In the first part of the seminar, I will discuss nuclear energy density functionals, which successfully reproduce properties of nuclei across almost the entire nuclear chart. However, nearly all available functionals are phenomenological in nature, which makes it unclear how to best improve them. We incorporate parameter-free pion exchanges as described by chiral effective field theory into Skyrme energy density functionals and we find significant improvements for the description of nuclear binding energies.
The description of nuclear charge densities is however clearly worsened by the new functional terms. We study this behavior and argue that this phenomenon occurs because of the finite range of the attractive pion exchanges.

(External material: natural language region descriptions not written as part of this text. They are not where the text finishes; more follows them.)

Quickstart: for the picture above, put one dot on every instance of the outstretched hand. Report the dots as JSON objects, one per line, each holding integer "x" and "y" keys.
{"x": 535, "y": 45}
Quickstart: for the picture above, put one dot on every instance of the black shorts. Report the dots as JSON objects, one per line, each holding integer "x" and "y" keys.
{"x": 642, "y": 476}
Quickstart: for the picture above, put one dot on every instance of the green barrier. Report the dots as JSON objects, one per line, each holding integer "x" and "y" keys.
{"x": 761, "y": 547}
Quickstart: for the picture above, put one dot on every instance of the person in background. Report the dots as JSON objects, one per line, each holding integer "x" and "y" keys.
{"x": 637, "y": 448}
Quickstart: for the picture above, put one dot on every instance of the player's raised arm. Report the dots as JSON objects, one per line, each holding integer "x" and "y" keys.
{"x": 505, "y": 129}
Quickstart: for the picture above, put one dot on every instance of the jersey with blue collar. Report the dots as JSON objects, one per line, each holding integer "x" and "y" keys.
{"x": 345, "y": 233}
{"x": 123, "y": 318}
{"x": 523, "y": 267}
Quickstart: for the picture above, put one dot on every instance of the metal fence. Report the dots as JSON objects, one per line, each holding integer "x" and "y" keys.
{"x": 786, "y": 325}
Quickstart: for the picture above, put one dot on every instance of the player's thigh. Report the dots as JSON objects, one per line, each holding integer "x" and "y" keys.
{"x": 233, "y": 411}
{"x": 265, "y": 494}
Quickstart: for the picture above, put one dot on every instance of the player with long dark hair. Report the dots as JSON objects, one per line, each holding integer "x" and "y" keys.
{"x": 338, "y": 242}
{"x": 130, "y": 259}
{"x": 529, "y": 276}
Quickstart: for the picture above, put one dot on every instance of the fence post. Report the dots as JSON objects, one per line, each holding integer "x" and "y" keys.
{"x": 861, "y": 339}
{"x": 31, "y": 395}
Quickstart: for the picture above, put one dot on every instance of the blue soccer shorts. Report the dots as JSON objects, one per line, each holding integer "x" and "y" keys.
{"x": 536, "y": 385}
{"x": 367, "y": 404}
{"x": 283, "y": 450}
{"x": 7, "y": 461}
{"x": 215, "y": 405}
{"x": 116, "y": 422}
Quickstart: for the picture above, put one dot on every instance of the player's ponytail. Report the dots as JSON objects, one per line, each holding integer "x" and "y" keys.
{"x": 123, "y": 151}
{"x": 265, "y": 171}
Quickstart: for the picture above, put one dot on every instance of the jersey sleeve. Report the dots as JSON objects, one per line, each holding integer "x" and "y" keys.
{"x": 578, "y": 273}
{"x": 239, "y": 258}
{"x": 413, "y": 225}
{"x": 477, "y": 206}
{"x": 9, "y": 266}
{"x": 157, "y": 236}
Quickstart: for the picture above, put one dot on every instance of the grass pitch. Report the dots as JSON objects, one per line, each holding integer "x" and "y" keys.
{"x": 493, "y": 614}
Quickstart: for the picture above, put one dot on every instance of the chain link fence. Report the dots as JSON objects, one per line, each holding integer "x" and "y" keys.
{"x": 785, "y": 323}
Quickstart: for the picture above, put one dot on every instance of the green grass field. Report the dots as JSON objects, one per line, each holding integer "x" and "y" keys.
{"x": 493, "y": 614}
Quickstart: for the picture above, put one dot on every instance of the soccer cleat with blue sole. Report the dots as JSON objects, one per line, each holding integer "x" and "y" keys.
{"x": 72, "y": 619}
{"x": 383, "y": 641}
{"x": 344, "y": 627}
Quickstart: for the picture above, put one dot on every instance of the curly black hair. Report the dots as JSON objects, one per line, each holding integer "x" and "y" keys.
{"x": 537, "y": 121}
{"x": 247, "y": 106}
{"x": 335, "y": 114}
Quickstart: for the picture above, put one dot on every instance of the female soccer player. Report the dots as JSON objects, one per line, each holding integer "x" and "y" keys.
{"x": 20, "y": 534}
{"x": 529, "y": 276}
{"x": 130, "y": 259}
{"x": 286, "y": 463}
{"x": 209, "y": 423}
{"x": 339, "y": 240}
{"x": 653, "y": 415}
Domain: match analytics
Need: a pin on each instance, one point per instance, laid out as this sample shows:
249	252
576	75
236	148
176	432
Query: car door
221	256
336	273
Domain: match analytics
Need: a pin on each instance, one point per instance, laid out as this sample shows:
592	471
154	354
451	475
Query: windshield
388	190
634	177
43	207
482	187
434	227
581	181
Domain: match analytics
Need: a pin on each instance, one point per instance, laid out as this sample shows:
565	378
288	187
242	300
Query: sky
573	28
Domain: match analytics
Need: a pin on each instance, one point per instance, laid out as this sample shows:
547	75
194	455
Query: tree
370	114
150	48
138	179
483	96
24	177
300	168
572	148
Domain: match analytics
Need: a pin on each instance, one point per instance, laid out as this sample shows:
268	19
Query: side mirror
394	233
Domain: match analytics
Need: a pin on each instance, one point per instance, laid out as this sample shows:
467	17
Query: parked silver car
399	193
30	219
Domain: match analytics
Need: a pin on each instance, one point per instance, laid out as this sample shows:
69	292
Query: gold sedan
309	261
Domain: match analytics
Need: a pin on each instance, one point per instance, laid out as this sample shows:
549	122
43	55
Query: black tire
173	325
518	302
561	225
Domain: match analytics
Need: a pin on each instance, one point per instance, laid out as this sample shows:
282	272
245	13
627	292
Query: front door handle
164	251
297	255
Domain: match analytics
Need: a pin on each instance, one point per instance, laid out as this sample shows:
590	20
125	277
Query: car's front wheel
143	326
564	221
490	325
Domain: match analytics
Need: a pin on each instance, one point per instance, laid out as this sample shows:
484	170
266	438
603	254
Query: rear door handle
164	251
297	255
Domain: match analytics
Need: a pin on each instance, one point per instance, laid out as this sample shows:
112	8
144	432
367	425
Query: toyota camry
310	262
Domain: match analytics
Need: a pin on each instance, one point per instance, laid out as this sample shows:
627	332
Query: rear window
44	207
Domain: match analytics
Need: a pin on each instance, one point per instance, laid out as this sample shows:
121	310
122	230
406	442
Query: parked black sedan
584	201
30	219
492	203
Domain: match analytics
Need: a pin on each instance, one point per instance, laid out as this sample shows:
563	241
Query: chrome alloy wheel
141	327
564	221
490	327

The second part of the seminar will focus on the ab initio approach to nuclear structure. It allows us to describe atomic nuclei with controlled and systematically improvable approximations. Applying it to nuclei that are at the same time both heavy and open-shell is largely impossible with current many-body techniques. This is due to the computational cost of handling huge dense tensors.
We demonstrate in the case of Bogoliubov many-body perturbation theory how this hurdle can be tackled by applying dimensionality reduction techniques based on the singular value decomposition. By using modern linear algebra algorithms and avoiding the construction of large many-body tensors in the first place, we are able to extend the reach of the method to nuclei where standard approaches would be too expensive to run.